Elle était consciente du déclencheur. Sa séparation avec Roger Davies. Ils s'étaient quittés d'un accord commun après une courte discussion lancée par la Serdaigle. Roger avait semblé soulagé qu'elle fasse le premier pas. Ils étaient d'accord, ils n'avaient plus d'atomes crochus, leur relation ne mènerait à rien. Leur flamme s'était étouffée. La fin du couple n'avait fait aucun bruit tant elle était pressentie par la population Poudlardienne. Hermione avait eût droit à un jour de paisible célibat, le temps que le corps réalise ce que l'esprit savait déjà, et, soudain, le barrage s'était brisé. Fini la sérénité qui l'accompagnait depuis quelques mois. Envolé le self-control. Depuis une semaine, elle était en lutte perpétuelle avec elle-même. Elle s'étonnait même de la ténacité avec laquelle elle supportait le besoin qu'elle avait d'être près d'Harry. C'était cela être accro à une drogue, imaginait-elle. Son corps semblait trouver une certaine stabilité quand Harry était dans la même pièce qu'elle. Elle avait remarqué que plus la période de proximité était longue plus la rechute de la séparation était intense. Elle s'était même surprise à le suivre aveuglément, quasiment envoutée, jusqu'à la Salle Commune des Serpentards. Elle avait pilé net quand elle s'était aperçue qu'elle parcourait allègrement les cachots sous le regard médusé de plusieurs élèves de la maison verts et argents. Elle avait rougit profusément quand Harry lui avait envoyé un regard interrogateur, les sourcils levés. Même s'il avait essayé de rester impassible, elle avait remarqué le léger sourire amusé qui menaçait de transparaître sur ses lèvres et la lueur taquine qui dansait dans ses yeux émeraudes.

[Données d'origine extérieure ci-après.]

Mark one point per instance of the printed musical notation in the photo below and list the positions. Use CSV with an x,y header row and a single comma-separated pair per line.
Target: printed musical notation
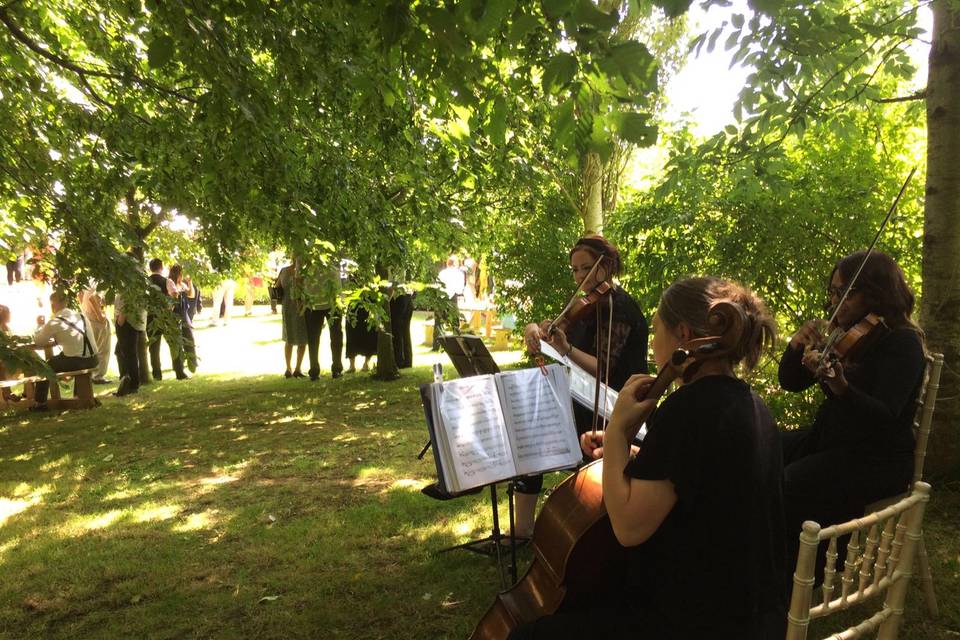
x,y
495,427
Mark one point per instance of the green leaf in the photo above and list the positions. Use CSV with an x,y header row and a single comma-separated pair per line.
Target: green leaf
x,y
494,13
497,123
587,13
554,9
522,25
674,8
636,128
558,72
633,62
160,52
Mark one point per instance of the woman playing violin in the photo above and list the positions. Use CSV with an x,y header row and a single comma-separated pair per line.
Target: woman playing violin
x,y
698,505
622,344
860,447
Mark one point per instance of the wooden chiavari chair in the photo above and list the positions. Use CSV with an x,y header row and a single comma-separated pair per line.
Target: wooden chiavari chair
x,y
879,560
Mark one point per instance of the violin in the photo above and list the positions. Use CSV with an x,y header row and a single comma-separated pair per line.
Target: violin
x,y
580,307
575,552
848,346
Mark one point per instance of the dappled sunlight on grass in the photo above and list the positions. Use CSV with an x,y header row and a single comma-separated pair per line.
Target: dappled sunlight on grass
x,y
60,462
215,480
195,521
24,497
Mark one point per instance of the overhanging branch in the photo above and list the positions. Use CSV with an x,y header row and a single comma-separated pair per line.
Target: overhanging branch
x,y
83,72
919,95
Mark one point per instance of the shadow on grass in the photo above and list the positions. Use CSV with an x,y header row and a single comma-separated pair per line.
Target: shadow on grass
x,y
177,513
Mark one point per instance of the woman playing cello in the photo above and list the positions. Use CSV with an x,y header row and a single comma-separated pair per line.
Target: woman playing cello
x,y
860,447
622,349
698,507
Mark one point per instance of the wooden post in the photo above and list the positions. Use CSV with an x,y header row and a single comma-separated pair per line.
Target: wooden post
x,y
798,619
897,593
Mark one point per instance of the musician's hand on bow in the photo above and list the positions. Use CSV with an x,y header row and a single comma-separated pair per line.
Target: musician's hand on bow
x,y
629,413
556,339
811,359
808,335
830,373
531,337
591,443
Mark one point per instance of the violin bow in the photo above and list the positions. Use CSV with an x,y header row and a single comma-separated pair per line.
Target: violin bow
x,y
873,244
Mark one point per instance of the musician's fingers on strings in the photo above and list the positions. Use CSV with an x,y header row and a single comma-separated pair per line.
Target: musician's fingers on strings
x,y
591,443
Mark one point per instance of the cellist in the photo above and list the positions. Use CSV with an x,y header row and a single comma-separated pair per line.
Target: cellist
x,y
698,506
614,350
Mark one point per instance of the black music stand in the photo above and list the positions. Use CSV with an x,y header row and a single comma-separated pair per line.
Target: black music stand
x,y
470,357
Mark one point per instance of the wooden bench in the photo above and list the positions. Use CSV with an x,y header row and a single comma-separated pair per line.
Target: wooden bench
x,y
83,397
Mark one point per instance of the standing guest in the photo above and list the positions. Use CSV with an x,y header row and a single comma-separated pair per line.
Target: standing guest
x,y
14,268
223,302
184,299
294,323
254,283
155,330
92,307
698,507
860,447
453,280
361,337
320,288
194,303
130,326
71,331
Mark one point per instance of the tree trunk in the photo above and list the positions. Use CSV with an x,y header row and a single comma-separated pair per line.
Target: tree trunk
x,y
592,193
940,305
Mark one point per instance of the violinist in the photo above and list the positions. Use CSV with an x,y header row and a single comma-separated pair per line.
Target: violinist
x,y
616,350
860,446
698,507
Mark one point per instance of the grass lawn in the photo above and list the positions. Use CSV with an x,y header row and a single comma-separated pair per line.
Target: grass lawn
x,y
240,504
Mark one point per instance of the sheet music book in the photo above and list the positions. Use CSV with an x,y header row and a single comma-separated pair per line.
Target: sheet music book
x,y
490,428
582,384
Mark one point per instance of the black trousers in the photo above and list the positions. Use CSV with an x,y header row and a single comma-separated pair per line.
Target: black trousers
x,y
314,319
401,313
189,346
154,333
60,363
128,359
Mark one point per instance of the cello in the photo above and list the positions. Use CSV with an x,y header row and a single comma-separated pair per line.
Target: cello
x,y
575,552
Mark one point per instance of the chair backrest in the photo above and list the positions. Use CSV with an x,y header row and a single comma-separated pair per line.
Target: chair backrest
x,y
879,560
924,416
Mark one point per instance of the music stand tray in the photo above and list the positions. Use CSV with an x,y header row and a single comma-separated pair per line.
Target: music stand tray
x,y
471,357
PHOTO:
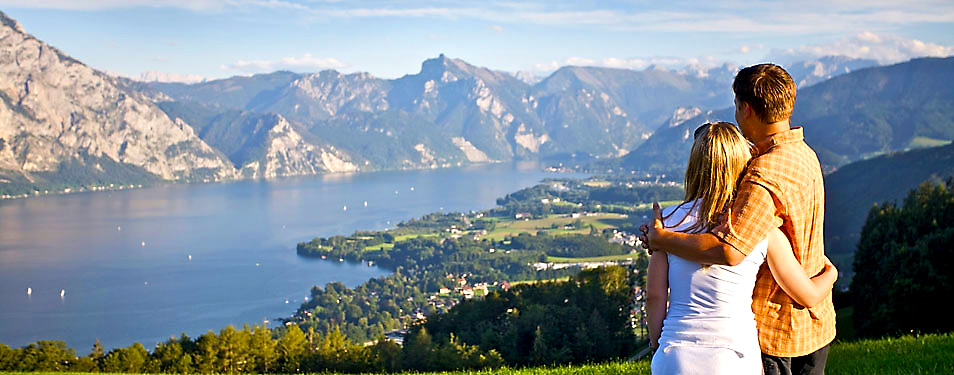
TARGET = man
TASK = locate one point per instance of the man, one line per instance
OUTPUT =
(782, 188)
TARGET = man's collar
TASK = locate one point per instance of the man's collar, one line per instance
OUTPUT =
(793, 134)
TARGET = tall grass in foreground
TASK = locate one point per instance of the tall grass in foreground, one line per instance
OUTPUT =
(922, 354)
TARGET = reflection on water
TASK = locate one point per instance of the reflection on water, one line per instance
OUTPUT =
(142, 265)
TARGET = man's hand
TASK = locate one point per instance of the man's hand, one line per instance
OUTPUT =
(653, 232)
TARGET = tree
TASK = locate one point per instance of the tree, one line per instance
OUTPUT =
(207, 353)
(540, 352)
(904, 263)
(262, 350)
(417, 350)
(233, 349)
(291, 348)
(128, 360)
(386, 356)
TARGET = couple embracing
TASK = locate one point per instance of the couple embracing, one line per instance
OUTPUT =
(742, 260)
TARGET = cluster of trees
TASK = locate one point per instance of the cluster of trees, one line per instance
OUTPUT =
(255, 350)
(422, 266)
(619, 196)
(573, 246)
(904, 265)
(582, 320)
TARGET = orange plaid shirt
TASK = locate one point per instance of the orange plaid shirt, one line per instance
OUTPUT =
(783, 187)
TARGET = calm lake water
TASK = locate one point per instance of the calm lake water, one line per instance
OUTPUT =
(141, 265)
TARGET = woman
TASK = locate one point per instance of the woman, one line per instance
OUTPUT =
(709, 327)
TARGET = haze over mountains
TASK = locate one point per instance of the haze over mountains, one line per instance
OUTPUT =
(848, 118)
(64, 124)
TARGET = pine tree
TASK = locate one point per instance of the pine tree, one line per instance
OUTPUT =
(291, 348)
(262, 350)
(207, 356)
(417, 350)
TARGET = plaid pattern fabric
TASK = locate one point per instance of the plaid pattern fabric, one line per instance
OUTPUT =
(783, 188)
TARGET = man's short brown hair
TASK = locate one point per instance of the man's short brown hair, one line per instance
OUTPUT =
(768, 89)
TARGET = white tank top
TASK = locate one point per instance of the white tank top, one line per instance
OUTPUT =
(710, 306)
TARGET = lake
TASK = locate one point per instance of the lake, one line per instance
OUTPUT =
(141, 265)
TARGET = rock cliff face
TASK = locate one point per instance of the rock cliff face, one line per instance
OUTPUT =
(55, 111)
(63, 124)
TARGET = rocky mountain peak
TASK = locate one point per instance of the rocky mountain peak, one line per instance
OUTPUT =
(11, 23)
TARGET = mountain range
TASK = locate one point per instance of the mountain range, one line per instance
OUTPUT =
(64, 124)
(850, 117)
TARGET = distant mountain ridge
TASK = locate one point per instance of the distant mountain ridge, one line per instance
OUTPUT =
(850, 117)
(472, 114)
(59, 118)
(67, 125)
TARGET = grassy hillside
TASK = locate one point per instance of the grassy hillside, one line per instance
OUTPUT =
(922, 354)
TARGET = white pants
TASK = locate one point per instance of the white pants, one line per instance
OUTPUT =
(691, 359)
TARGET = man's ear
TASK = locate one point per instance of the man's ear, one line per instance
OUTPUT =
(746, 110)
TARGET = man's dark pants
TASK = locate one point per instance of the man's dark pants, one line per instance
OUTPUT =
(811, 364)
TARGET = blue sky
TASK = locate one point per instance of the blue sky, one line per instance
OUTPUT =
(181, 39)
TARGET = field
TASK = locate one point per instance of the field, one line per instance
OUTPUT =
(554, 225)
(591, 259)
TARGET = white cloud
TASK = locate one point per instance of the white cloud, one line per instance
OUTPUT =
(304, 63)
(673, 63)
(795, 18)
(156, 76)
(866, 45)
(113, 4)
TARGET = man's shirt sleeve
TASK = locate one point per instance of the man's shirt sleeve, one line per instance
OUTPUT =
(753, 215)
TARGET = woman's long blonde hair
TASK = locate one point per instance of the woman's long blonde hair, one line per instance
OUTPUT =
(718, 159)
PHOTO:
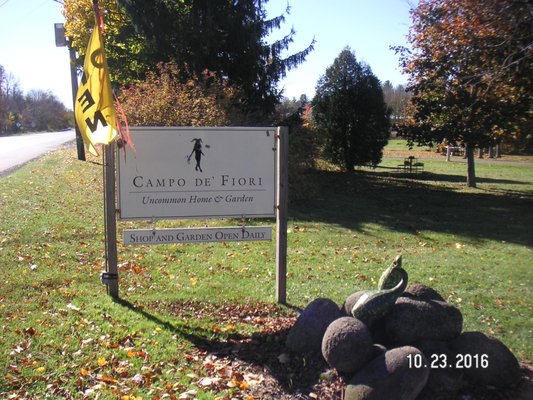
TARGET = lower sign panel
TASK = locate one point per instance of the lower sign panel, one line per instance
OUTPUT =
(196, 235)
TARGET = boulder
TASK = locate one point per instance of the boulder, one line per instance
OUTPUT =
(390, 376)
(485, 360)
(411, 321)
(419, 291)
(307, 332)
(350, 302)
(444, 380)
(347, 345)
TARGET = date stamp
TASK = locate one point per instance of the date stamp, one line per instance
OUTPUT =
(440, 361)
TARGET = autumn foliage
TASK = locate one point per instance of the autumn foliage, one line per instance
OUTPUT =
(165, 99)
(470, 72)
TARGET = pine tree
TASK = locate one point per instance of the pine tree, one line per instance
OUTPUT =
(226, 37)
(350, 109)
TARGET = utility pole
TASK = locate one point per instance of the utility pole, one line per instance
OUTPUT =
(61, 41)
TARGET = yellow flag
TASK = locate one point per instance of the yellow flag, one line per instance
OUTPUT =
(94, 109)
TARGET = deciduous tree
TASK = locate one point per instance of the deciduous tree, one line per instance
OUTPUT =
(350, 109)
(470, 72)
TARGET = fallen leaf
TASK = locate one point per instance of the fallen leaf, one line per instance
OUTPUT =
(71, 306)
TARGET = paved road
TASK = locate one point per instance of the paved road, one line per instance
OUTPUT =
(18, 150)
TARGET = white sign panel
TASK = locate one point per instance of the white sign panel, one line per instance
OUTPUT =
(180, 172)
(196, 235)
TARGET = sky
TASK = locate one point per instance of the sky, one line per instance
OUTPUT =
(368, 27)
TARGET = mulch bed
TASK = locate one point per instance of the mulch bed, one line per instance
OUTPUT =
(264, 368)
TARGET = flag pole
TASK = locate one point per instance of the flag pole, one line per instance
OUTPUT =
(110, 276)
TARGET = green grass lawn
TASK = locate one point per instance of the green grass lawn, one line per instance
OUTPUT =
(62, 335)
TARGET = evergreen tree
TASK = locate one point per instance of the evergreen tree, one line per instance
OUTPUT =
(349, 108)
(226, 37)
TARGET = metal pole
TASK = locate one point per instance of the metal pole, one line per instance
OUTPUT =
(110, 276)
(282, 198)
(74, 84)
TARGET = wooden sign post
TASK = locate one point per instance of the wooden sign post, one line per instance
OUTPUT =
(236, 173)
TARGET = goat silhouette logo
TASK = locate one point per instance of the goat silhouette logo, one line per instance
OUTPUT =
(198, 153)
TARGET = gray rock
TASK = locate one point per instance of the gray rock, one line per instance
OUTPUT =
(411, 321)
(307, 332)
(501, 368)
(389, 377)
(350, 302)
(347, 345)
(422, 292)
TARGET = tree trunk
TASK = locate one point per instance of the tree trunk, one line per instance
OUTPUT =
(471, 170)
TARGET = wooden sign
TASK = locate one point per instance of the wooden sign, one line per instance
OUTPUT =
(196, 235)
(198, 173)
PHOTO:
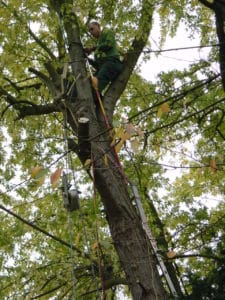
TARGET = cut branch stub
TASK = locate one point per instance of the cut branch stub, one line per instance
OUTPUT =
(84, 144)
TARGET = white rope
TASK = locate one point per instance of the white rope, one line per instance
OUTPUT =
(74, 280)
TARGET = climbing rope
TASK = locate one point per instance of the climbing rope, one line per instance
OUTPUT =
(66, 193)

Comme la couleur de sa rose, quelque chose avait changé chez Harry. Même s'ils ne se parlaient pas, elle le ressentait dans la façon qu'il avait de la regarder ou de se comporter quand elle était dans son champ de vision. Elle voyait les efforts du garçon pour rester impassible, mais elle n'était pas dupe au redressement qu'elle sentait dans ses épaules ou l'air niais qu'il prenait parfois quand il pensait qu'elle ne le regardait pas. La vérité c'était qu'elle l'observait dès qu'elle en avait l'occasion. Du coin de l'oeil si elle pensait qu'il pouvait la prendre sur le fait ou qu'elle le sentait attentif à sa présence. Franchement quand il était dos à elle ou en pleine discussion animée. Elle était persuadée que Luna était parfaitement consciente de leur « jeu » mais la jeune Serdaigle n'affichait tout au plus qu'un petit air amusé quand elle le surprenait. Mais jamais elle n'avait fait de commentaire qui aurait pu gêner son amie. Une part d'Hermione lui en était reconnaissante, celle qui avait parfois honte de son comportement, mais elle aurait pu dire qu'elle se fichait qu'on la surprenne. Sauf Harry. Surtout pas Harry. C'était la seule règle.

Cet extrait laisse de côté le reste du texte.